Generally, Exposure Index is more of a reference for digital cameras as opposed to film. In digital, if you have an exposure index (a TRUE exposure index) of say "800", that is the native value of sensitivity to light that the chip has to record a specific value correctly on the chip itself. Using this value, if assigned by the manufacturer, will yield the best results for noise, contrast and exposure. So, if you go higher or lower than this value, it will involve post processing in both photography and cinematography, which in the case of the OP, is not a helpful thing. It can also introduce a significant level of noise as well, which again is not good. In ISO's, which have been around since 1974 and are a combination of the old ASA and DIN (German) standards. Pushing and pulling the ISO also causes issues within the film. Pull the processing, shooting at say 100 or 200 with 400 ISO film can introduce contrast issues simply because the over exposure can not allow full development of the highlights, and you'll often get muddy looking prints without proper contrast changes. Generally, pulling film is done to control the contrast of a VERY contrasty scene and not for exposure only compensation. If not exposed and compensate in the processing accordingly, you risk blown out highlights on the film itself and gross over exposure. Oppositely, if you push the film, you need to process it differently as well. When you push film, you are grossly under exposing the film (again, according the the manufacturer's recommendations) and compensating for this by significantly over developing. This also has significant issues with both contrast, which is very high (and opposite of pulling the film) and extensive grain. Using specific developers for this, such as Acufine can limit these bad traits, but there are still compensations that need to be made in printing as well. It can get quite complicated. A good densitometer will prove this for the film side quite easily.

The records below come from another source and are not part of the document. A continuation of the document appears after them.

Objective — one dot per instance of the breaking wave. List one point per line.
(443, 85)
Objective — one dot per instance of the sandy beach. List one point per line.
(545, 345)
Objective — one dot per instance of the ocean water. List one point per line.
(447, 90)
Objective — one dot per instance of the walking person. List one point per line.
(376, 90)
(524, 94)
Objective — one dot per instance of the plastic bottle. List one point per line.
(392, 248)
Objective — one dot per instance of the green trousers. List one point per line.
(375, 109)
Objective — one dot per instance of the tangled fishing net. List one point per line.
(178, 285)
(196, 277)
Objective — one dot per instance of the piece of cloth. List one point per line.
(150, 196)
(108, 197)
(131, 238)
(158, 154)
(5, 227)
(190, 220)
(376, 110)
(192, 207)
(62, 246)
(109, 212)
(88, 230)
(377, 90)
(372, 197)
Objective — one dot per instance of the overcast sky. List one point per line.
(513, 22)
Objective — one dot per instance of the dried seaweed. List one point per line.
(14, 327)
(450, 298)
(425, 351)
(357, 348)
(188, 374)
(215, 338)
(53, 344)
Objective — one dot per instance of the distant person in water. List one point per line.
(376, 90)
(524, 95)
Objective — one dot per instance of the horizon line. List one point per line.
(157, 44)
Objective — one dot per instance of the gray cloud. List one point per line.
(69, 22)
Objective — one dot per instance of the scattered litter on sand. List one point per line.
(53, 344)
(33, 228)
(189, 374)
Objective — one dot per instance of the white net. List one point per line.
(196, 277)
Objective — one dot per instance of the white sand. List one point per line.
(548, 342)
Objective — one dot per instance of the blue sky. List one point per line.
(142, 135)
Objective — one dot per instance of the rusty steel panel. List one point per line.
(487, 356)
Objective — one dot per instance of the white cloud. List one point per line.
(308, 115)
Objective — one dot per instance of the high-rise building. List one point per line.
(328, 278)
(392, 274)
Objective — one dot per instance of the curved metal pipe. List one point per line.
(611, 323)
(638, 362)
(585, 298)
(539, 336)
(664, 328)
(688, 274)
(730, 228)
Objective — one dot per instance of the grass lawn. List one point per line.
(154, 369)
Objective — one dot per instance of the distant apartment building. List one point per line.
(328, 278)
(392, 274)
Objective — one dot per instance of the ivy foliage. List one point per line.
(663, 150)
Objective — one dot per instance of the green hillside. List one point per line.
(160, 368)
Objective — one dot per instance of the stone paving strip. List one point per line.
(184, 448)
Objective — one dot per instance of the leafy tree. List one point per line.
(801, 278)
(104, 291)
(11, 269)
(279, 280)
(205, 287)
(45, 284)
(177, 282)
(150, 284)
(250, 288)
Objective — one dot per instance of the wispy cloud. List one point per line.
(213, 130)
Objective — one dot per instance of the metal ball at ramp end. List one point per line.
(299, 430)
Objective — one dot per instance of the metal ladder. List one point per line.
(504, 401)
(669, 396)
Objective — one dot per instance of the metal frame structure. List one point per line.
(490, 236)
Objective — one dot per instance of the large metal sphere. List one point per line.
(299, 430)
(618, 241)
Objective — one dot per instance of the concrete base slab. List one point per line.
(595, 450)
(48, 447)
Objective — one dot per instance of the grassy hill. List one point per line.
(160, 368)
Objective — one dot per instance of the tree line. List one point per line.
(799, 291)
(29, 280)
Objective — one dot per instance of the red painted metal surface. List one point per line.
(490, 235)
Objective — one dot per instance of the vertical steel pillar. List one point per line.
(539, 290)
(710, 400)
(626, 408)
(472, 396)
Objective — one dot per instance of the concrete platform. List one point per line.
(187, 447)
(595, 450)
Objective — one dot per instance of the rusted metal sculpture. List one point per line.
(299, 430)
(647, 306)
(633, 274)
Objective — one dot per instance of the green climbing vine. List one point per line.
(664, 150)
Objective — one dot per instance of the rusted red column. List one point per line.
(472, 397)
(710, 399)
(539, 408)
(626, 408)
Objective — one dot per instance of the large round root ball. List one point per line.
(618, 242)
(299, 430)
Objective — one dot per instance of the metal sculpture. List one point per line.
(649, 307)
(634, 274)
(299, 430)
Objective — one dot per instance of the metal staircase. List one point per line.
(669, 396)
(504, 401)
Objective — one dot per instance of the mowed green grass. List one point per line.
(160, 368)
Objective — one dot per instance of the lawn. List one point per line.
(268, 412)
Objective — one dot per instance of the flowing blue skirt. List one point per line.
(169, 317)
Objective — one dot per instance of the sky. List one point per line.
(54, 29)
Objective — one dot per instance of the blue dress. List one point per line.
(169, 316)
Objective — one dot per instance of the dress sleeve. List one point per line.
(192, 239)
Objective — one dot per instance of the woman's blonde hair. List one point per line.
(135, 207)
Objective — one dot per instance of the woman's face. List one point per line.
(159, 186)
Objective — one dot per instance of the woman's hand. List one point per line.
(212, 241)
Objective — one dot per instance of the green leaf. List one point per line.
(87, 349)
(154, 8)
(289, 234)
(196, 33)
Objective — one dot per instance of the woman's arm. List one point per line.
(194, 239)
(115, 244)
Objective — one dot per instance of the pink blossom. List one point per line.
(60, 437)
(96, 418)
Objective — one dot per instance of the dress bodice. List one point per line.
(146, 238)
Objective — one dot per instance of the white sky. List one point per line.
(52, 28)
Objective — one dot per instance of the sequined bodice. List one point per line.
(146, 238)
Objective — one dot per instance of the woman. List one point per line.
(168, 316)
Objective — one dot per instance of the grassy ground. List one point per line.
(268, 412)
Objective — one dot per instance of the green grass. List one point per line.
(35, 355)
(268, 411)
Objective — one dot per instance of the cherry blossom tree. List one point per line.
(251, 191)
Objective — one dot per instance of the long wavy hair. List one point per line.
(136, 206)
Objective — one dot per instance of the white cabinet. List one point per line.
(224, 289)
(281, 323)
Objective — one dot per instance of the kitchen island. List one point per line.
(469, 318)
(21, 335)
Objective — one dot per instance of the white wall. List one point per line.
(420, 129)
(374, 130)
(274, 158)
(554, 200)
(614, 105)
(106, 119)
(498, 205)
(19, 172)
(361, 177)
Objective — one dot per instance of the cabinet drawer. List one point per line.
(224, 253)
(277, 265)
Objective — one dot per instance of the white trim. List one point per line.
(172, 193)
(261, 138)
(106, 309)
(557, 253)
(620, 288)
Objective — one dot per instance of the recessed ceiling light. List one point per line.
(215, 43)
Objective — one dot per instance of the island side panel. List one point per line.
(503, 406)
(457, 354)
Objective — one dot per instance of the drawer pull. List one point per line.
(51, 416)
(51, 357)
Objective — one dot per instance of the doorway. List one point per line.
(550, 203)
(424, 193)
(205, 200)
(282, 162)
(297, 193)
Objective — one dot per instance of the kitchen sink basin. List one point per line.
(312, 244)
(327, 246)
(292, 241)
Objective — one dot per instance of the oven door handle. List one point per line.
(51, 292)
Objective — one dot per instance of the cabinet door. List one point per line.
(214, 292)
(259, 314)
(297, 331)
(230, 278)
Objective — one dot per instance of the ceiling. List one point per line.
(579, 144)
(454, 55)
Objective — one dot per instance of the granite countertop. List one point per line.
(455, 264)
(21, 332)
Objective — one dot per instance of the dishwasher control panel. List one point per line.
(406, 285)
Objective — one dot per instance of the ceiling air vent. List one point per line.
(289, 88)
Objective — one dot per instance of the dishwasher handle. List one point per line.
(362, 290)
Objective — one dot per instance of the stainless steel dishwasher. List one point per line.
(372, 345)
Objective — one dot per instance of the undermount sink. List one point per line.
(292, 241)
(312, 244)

Because of this complication, and the OP own admission that they are fairly new to all of this, it is best to stick to the manufacturer's recommendations. Shoot at 400 ISO, metering correctly, then developing correctly with fresh chemistry and good working habits consistently and their results will improve. Changing ISO's and EI's, and using the terms interchangeably is confusing to anyone starting out in this process, so let's keep it simple for them and make it correct. After they become more proficient, then start the experimentation, but first, get it right to begin with. Just my take on this.